Worth a total of £102million, these paintings included Monet’s Poppies near Vetheuil, Van Gogh’s Blossoming Chesnut Branches, Edgar Degas’ Ludovic Lepic and his Daughters and Cezanne’s Boy in the Red Vest. While the former two were found shortly after the theft in an unlocked parked car, the latter two remain to be recovered.
The Munch Museum, Oslo, Norway (2004)
Ten years after the Olympics theft of Edvard Munch’s The Scream, two men entered The Munch Museum, threatened staff at gunpoint and pilfered another version of Munch’s The Scream and The Madonna from the walls.
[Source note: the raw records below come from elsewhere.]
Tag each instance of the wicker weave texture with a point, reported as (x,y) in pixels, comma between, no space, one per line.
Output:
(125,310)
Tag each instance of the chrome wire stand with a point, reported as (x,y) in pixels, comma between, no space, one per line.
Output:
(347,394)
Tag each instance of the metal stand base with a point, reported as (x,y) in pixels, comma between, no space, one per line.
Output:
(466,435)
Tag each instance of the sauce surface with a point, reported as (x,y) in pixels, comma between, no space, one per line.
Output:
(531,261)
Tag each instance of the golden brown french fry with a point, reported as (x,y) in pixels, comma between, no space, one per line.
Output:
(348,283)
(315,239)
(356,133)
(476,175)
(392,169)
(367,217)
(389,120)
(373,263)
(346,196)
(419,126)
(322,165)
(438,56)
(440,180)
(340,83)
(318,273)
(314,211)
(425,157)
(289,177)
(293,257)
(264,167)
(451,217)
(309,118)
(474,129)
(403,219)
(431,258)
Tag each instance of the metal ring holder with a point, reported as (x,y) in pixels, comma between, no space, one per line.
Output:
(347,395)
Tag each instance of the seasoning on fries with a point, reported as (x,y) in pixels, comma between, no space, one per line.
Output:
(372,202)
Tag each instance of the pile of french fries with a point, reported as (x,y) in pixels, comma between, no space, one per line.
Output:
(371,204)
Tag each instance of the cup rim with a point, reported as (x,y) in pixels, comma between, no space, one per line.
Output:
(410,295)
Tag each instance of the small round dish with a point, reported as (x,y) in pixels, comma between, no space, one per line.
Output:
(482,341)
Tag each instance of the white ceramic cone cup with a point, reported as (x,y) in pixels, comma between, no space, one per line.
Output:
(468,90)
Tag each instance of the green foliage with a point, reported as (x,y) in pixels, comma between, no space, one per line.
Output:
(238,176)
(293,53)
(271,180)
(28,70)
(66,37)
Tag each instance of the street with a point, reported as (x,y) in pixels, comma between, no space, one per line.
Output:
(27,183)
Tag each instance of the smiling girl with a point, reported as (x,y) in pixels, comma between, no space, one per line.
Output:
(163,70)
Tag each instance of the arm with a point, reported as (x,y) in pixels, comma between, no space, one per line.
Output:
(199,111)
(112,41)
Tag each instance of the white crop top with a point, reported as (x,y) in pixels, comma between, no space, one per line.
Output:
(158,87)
They escaped with the help of at least one other accomplice.
Fortunately, the cultural treasures never left Norway and were found in better condition than feared several years later. They returned to display in September of 2006.
And….last but not least, The Louvre (1911)
As audacious art heists go, the theft of Da Vinci’s Mona Lisa from The Louvre in 1911 ranks one of the highest.
The work was stolen after a lone Italian employee of the museum, Vincenzo Peruggia, simply slipped it under his smock and walked out of the door. Peruggia believed the work should be reclaimed by his country, as the French national collection boasted too many Italian works.
Peruggia kept it in his apartment for two years, until he was caught while trying to sell it to the Uffizi Gallery in Florence. He was jailed for just a few months and was hailed as a hero by the Italian public.
The work finally made its way back to The Louvre in 1913.